Он тупо глядел мне в лицо. На подбородке у него виднелась под щетиной свежая ссадина.
— Ты уже там... — пробормотал он. — Рыбарей... Чтобы долго... Не бывает... Ты не обижайся... Мешал очень... Не терплю...
Это был бред. Я посмотрел на Оскара. Оскар жадно слушал, вытянув шею.
— Нехорошо, когда просыпаешься... — бормотал Римайер. — Никому... просыпаться... Начинают... Тогда не просыпаться...
Оскар не нравился мне все больше и больше. Мне не нравилось, что он слушает бред Римайера. Мне не нравилось, что он оказался здесь раньше меня. И еще мне не нравилась ссадина на подбородке Римайера, совсем свежая. Рыжая морда, подумал я, глядя на Оскара, как же от тебя избавиться?
— Надо вызвать врача, — сказал я. — Почему вы не вызвали врача, Оскар? По-моему, это делириум тременс...
Я сейчас же пожалел о сказанном. От Римайера, к моему немалому изумлению, совсем не пахло спиртным, и Оскар, очевидно, хорошо знал это. Он ухмыльнулся и спросил:
— Делириум тременс? Вы уверены?
— Нужно немедленно вызвать врача, — повторил я. — И сиделок.

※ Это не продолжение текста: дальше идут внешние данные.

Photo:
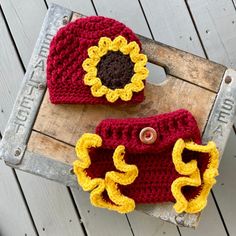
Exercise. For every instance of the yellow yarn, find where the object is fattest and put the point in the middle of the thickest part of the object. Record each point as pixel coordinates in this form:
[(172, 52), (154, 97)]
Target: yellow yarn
[(95, 53), (193, 175), (97, 186)]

Я опустил руку на телефонную трубку. Он моментально подскочил ко мне и положил ладонь на мою руку.
— Зачем же вы? — сказал он. — Давайте лучше я вызову врача. Вы тут человек новый, а я знаю отличного врача.
— Ну какой там у вас врач... — возразил я, глядя на ссадину у него на костяшках пальцев. Эта ссадина тоже была свежая.
— Отличный врач. Как раз специалист по белой горячке.
— Вот видите, — сказал я. — А может быть, у Римайера и нет никакой белой горячки.
Римайер вдруг сказал:
— Так я велел... Альзо шпрахт Римайер... Наедине с миром...
Мы оглянулись на него. Он говорил высокомерно, но глаза его были закрыты, а лицо в складках дряблой серой кожи казалось жалким. Сволочь, подумал я про Оскара, имеет наглость торчать здесь. У меня вдруг мелькнула дикая мысль, показавшаяся мне в тот момент очень удачной: свалить Оскара толчком в солнечное сплетение, связать и заставить немедленно выложить все, что он знает. Знает он, вероятно, много. А может быть, и все. Он смотрел на меня, и в его бледных глазах были страх и ненависть.
— Хорошо, — сказал я. — Пусть врача вызовет портье.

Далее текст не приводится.